This could start as a separate repository (pydoll-serve) and evolve independently, but integrating a CLI hook into Pydoll keeps the DX simple.
As far as I can tell, this feature is a bit more elaborate than that.
The power of pydoll is not just in scraping a single web page, but managing a full context. If you just pull direct web urls (by parsing result HTML pages) you're still not behaving like a human.
I'm suspect that in order to make this worthwhile one will need to interact with a page using the framework, i.e. click on links instead of parsing URLs from HTML. This means an API will need to maintain a session, etc...

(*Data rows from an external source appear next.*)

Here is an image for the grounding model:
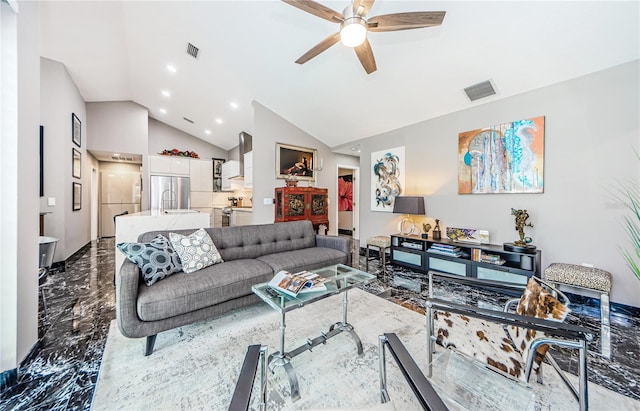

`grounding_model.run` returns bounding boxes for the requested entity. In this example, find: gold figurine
[511,208,533,246]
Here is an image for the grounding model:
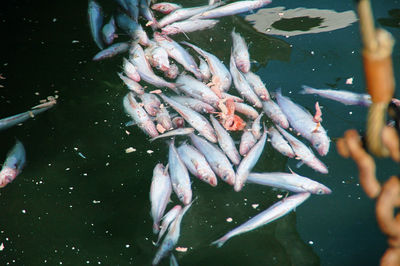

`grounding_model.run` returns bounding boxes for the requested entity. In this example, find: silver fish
[92,42,129,61]
[117,72,144,94]
[247,171,332,194]
[152,201,192,265]
[177,143,218,186]
[123,92,159,137]
[192,0,272,19]
[176,75,219,106]
[158,3,222,28]
[139,0,159,29]
[151,3,182,14]
[145,43,170,72]
[115,13,149,45]
[0,140,26,188]
[156,205,182,245]
[276,89,330,156]
[150,163,172,234]
[140,93,161,116]
[170,96,216,114]
[251,113,263,139]
[231,29,250,73]
[150,128,195,142]
[262,99,289,129]
[268,126,295,158]
[239,129,257,156]
[154,33,203,80]
[198,56,211,81]
[234,130,267,192]
[88,0,104,49]
[190,134,235,185]
[230,53,262,108]
[211,192,310,247]
[244,71,270,100]
[0,103,55,131]
[181,41,231,92]
[234,102,258,120]
[102,16,116,46]
[164,63,179,79]
[123,57,141,82]
[130,44,178,91]
[210,115,241,165]
[170,253,179,266]
[161,19,219,35]
[300,85,372,106]
[156,105,173,131]
[276,125,328,174]
[168,140,192,205]
[160,95,217,143]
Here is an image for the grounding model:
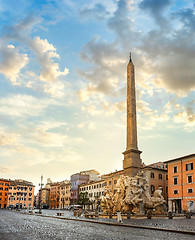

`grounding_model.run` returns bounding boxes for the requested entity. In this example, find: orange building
[50,182,60,209]
[165,154,195,213]
[8,179,34,209]
[0,178,10,208]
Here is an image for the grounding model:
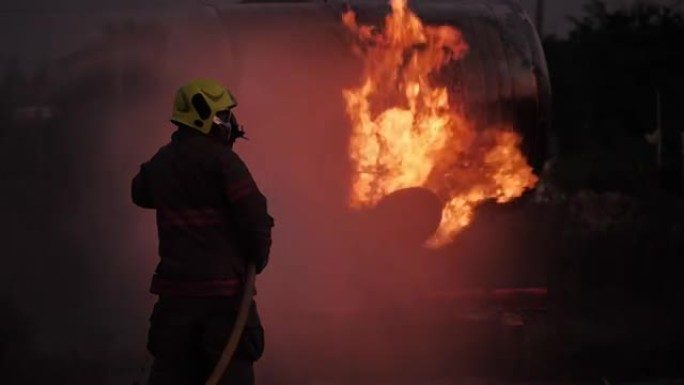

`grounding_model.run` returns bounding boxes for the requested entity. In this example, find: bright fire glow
[342,0,538,248]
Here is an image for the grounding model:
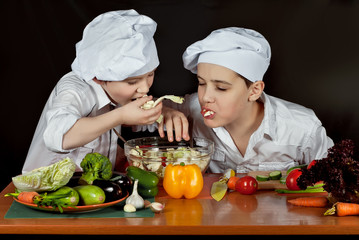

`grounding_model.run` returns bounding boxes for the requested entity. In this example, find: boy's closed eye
[126,79,139,85]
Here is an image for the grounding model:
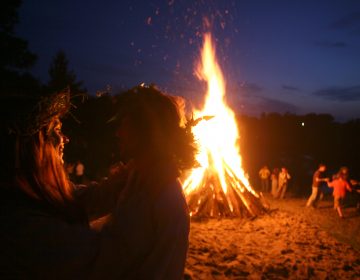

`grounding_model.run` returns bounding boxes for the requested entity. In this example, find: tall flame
[183,33,258,216]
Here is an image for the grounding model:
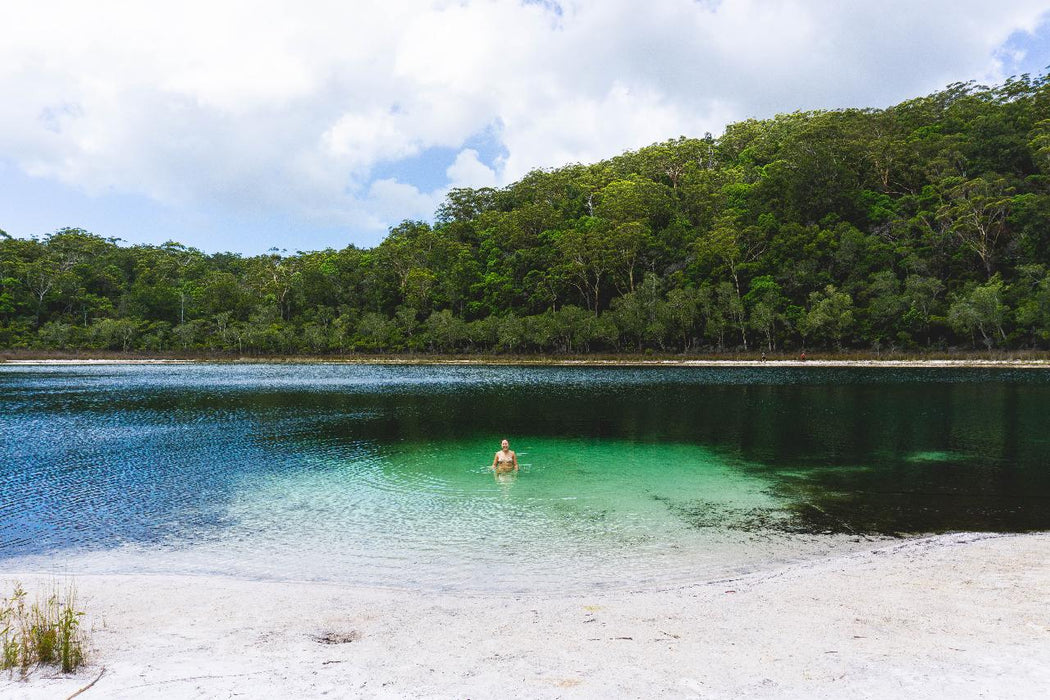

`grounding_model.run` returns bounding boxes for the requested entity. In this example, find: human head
[501,439,509,450]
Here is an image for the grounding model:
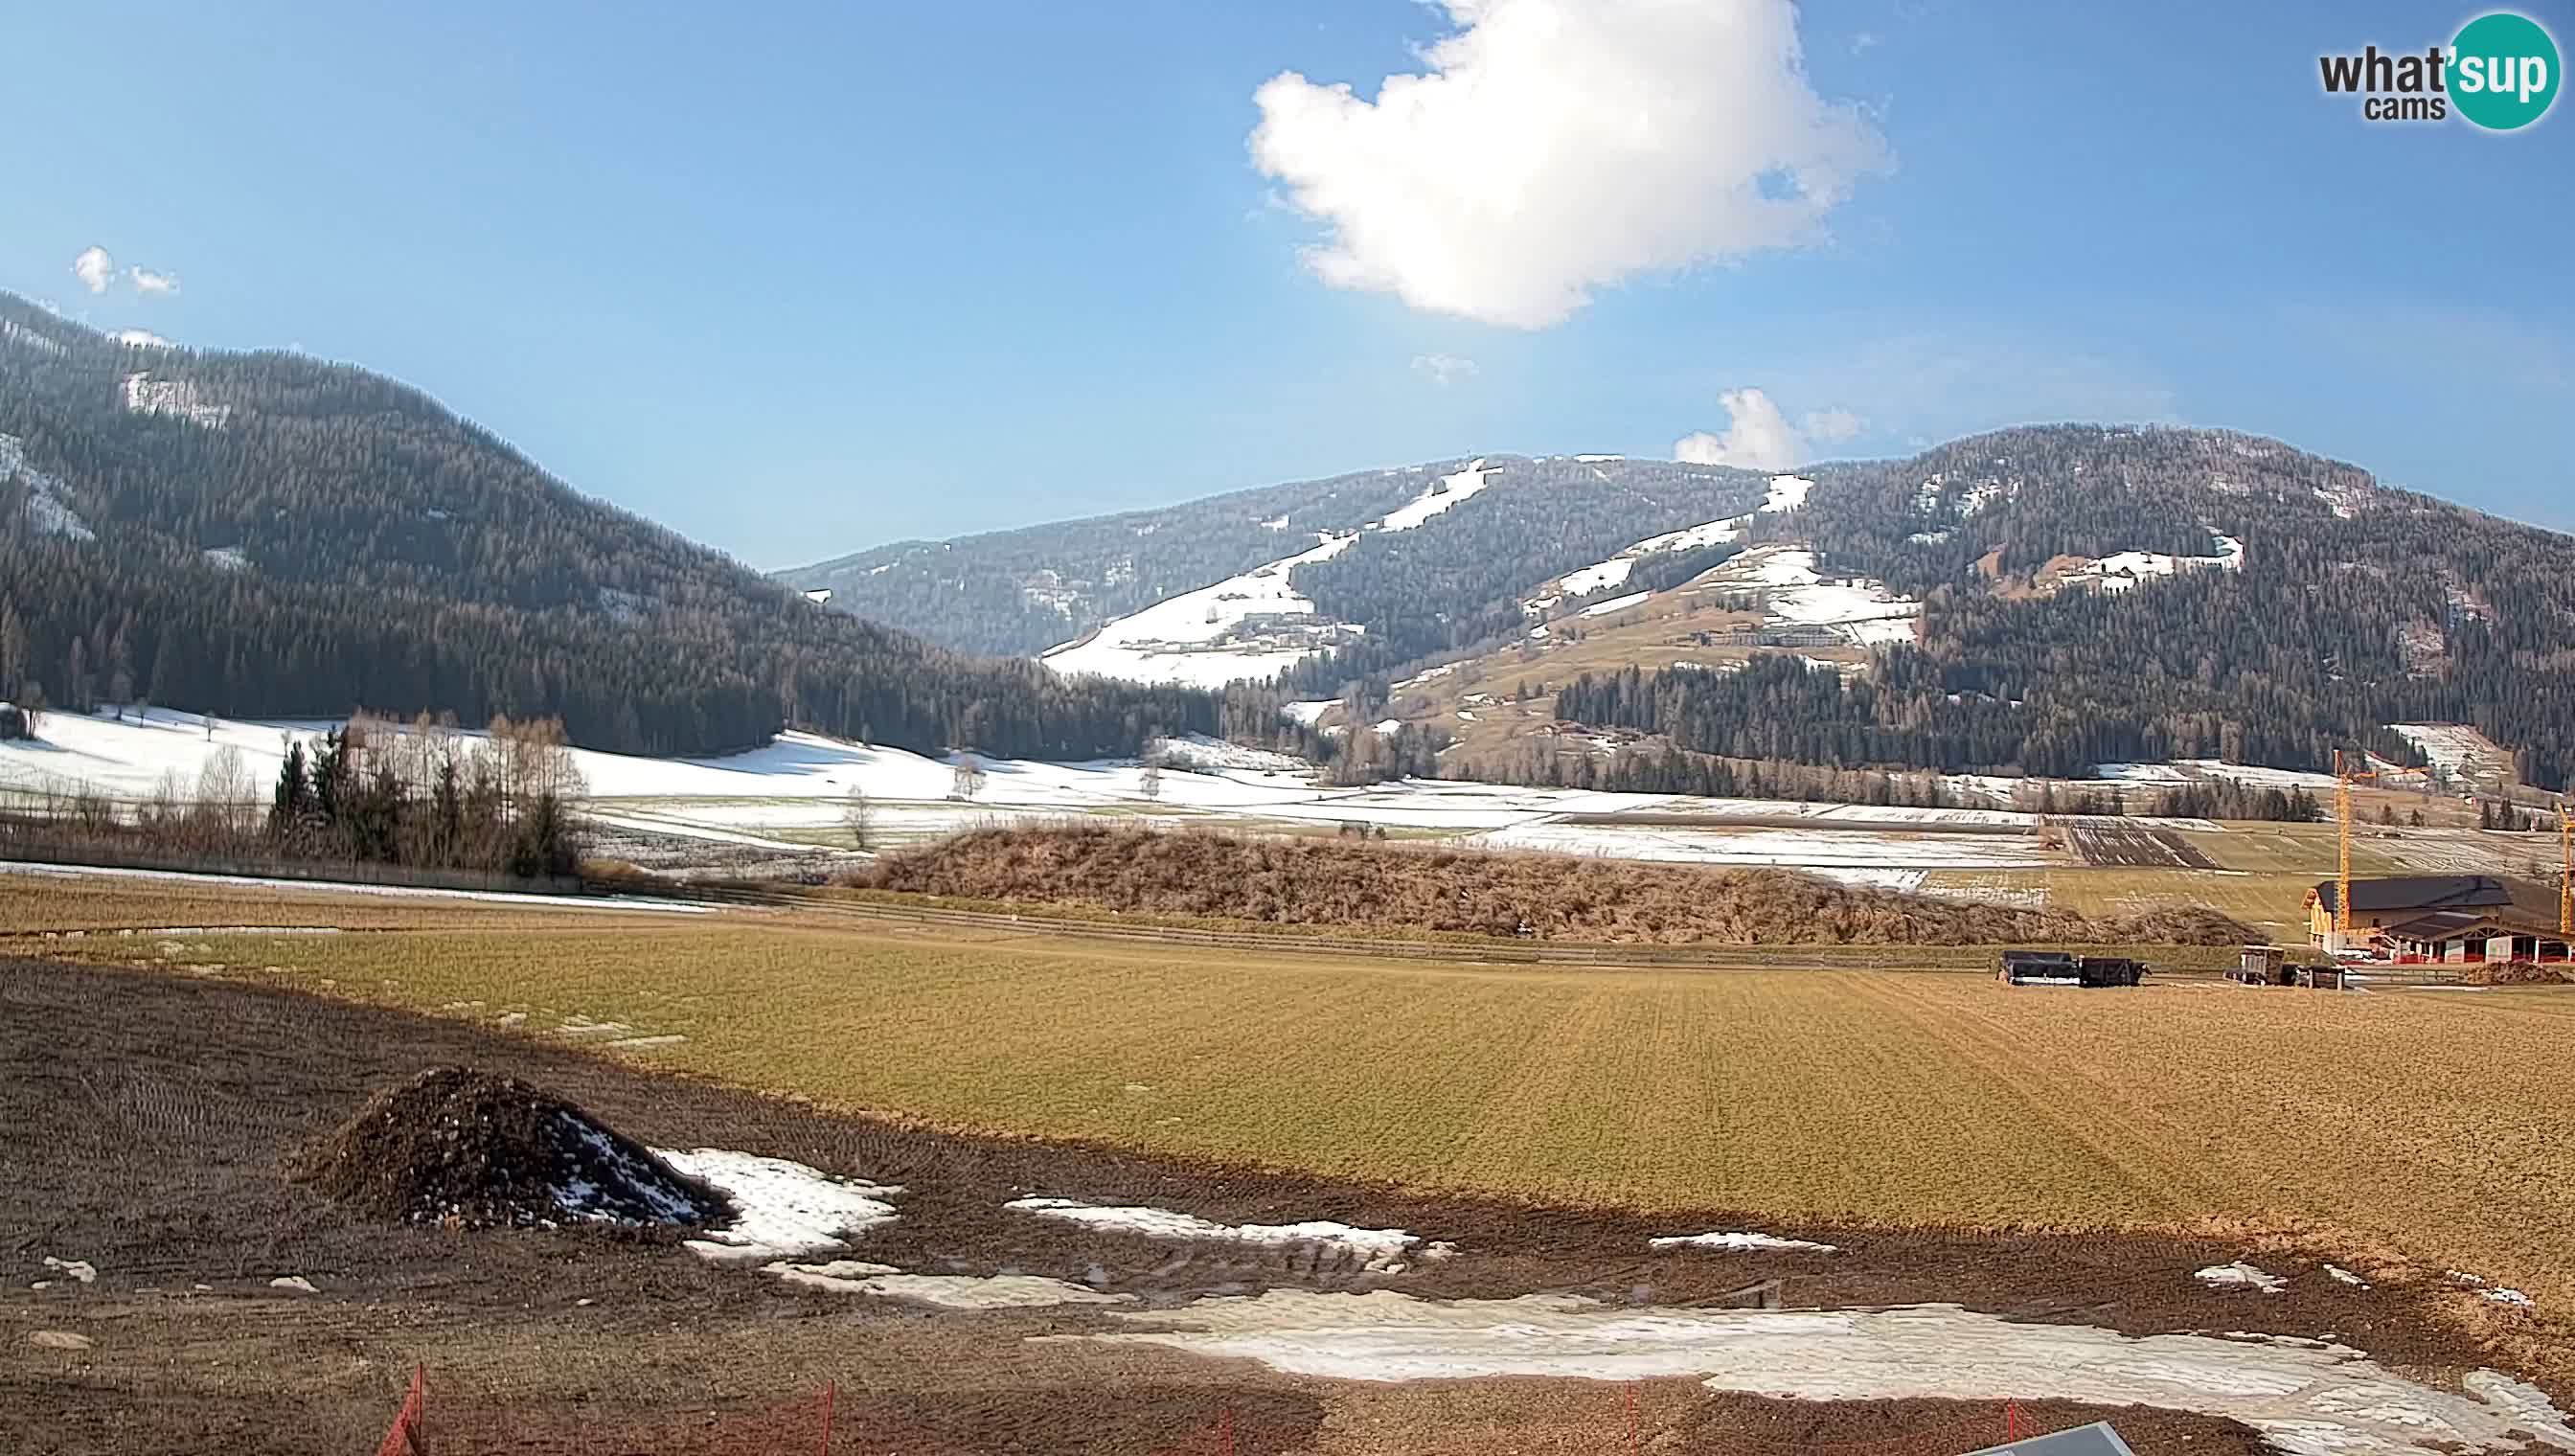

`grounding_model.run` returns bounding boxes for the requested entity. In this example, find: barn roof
[2311,875,2510,915]
[1963,1423,2136,1456]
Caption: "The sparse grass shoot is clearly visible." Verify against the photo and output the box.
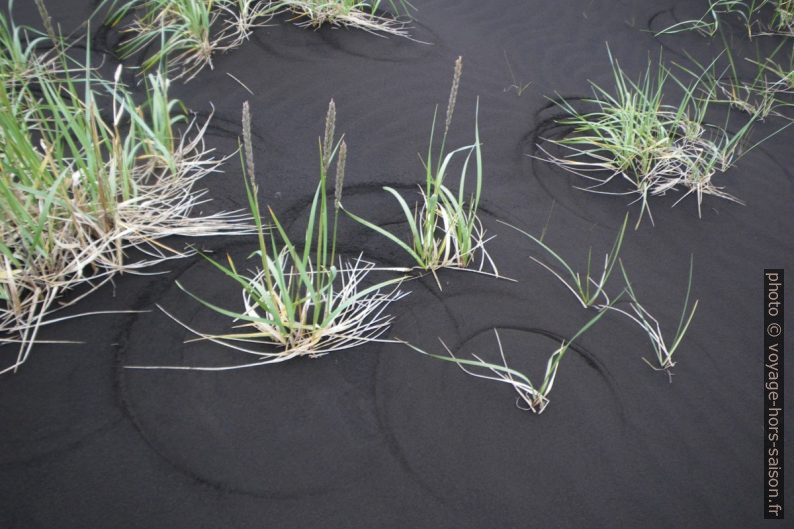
[499,214,628,309]
[609,257,699,377]
[750,43,794,99]
[402,308,609,414]
[659,0,794,37]
[680,37,793,120]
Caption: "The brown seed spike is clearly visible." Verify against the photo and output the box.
[34,0,57,44]
[241,101,256,186]
[323,99,337,171]
[445,56,463,137]
[335,140,347,210]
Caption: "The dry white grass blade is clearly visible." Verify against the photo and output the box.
[216,0,276,49]
[226,72,254,94]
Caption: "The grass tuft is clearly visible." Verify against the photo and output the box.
[1,11,251,374]
[104,0,277,80]
[133,101,407,370]
[276,1,413,37]
[342,57,498,287]
[103,1,414,80]
[536,48,776,226]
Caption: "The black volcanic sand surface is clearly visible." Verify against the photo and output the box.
[1,1,792,527]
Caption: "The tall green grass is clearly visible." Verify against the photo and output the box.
[0,10,250,374]
[343,57,497,287]
[136,101,407,369]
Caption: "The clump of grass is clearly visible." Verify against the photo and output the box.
[0,1,63,88]
[342,57,497,287]
[402,308,609,414]
[537,48,765,226]
[104,0,413,80]
[499,214,628,309]
[607,257,699,378]
[104,0,276,80]
[0,17,250,374]
[138,101,407,370]
[276,1,413,36]
[659,0,794,37]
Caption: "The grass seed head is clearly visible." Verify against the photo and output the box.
[242,100,255,183]
[335,139,347,210]
[323,98,337,171]
[34,0,57,43]
[445,56,463,136]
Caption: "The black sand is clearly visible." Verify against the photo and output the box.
[1,1,792,527]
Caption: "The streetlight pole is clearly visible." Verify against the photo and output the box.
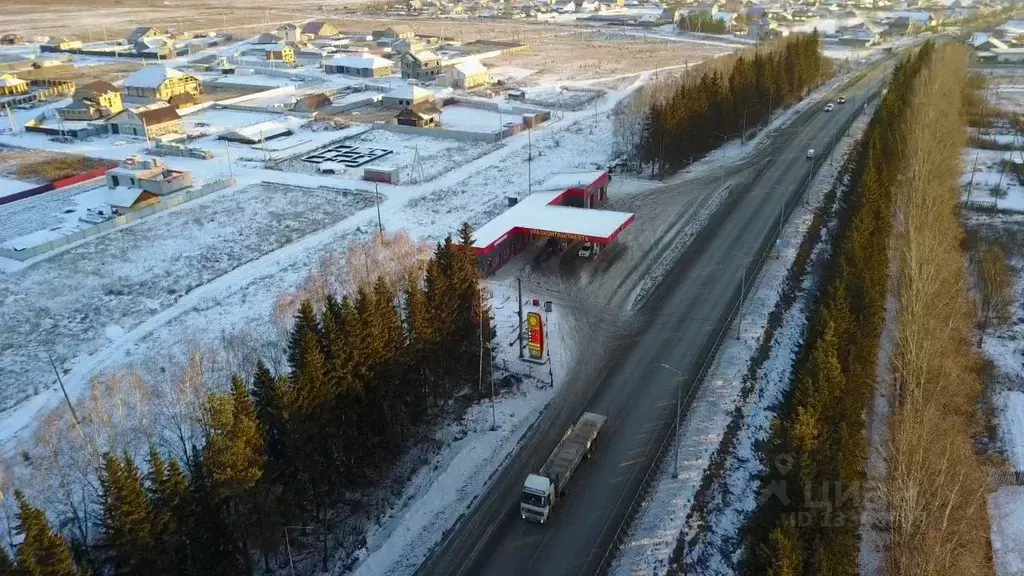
[657,363,684,479]
[374,182,383,239]
[737,266,745,340]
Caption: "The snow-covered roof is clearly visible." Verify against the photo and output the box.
[104,187,148,209]
[0,74,27,88]
[998,19,1024,33]
[123,65,190,89]
[386,84,434,100]
[536,171,609,192]
[326,54,393,69]
[452,59,487,76]
[473,172,632,252]
[410,50,441,62]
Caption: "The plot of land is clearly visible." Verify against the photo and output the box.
[0,184,119,248]
[277,129,490,183]
[0,182,374,412]
[439,105,505,133]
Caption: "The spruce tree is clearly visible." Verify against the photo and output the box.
[98,453,157,575]
[0,545,17,576]
[205,377,265,499]
[13,491,82,576]
[185,452,243,575]
[145,448,189,576]
[250,360,285,467]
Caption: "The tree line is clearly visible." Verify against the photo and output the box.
[739,43,935,575]
[641,32,830,176]
[3,224,493,575]
[884,43,991,575]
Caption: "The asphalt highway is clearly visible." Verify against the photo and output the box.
[417,59,895,576]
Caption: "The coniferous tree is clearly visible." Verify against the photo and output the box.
[13,491,82,576]
[185,451,243,576]
[204,376,265,573]
[0,545,18,576]
[97,453,156,575]
[145,448,189,576]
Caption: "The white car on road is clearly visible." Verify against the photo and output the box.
[806,149,816,159]
[824,103,835,112]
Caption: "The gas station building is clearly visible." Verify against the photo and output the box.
[472,171,635,275]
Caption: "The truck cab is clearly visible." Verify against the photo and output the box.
[521,474,553,523]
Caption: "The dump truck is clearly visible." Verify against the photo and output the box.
[521,411,607,524]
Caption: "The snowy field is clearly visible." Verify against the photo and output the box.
[0,183,373,420]
[439,105,505,133]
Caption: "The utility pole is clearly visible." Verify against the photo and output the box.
[658,363,683,479]
[375,182,384,238]
[224,142,234,181]
[479,287,484,394]
[527,124,532,198]
[737,266,745,340]
[517,277,524,359]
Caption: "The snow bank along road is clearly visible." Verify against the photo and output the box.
[416,58,897,576]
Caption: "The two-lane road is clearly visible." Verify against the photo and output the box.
[417,60,894,576]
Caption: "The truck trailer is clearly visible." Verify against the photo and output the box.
[521,411,607,524]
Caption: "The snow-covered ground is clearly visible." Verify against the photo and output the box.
[439,104,505,133]
[0,181,118,249]
[611,98,875,576]
[0,175,35,200]
[963,72,1024,575]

Yeah, this is just an initial idea, y'know. I need to think better about it hehe But if you have suggestions, feel free to comment here, it would be really useful
Yeah, this is just an initial idea, y'know. I need to think better about it hehe
Of course.
But if you have suggestions, feel free to comment here, it would be really useful
I forked and made a WIP branch, can be seen at nirizr/pydoll/ .
This is untested and very incomplete initial attempt to tackle web service API functionality. I made this to start getting comments before I put too much into it, so feel free to speak your mind :)
If preferred, I can split most functionality to one of the following:
- keep as part of this project, as an optional installation flag
- Move to a different repository as a plugin
- Create a package that depends on pydoll and simply imports it (
pydoll-apior something)
It's currently not tested at all so if I were you I wouldn't bother trying it yourself. I will test it in the upcoming days hopefully, planning to actually use it in the near future.
I've tested it a bit and it's currently running (and includes docker compose file for easy setup).
The API structure is simple and doesn't support more complex logic but is a good start I think.
I neglected this a bit because I couldn't get pydoll undetected on the website that I'm interested in scraping...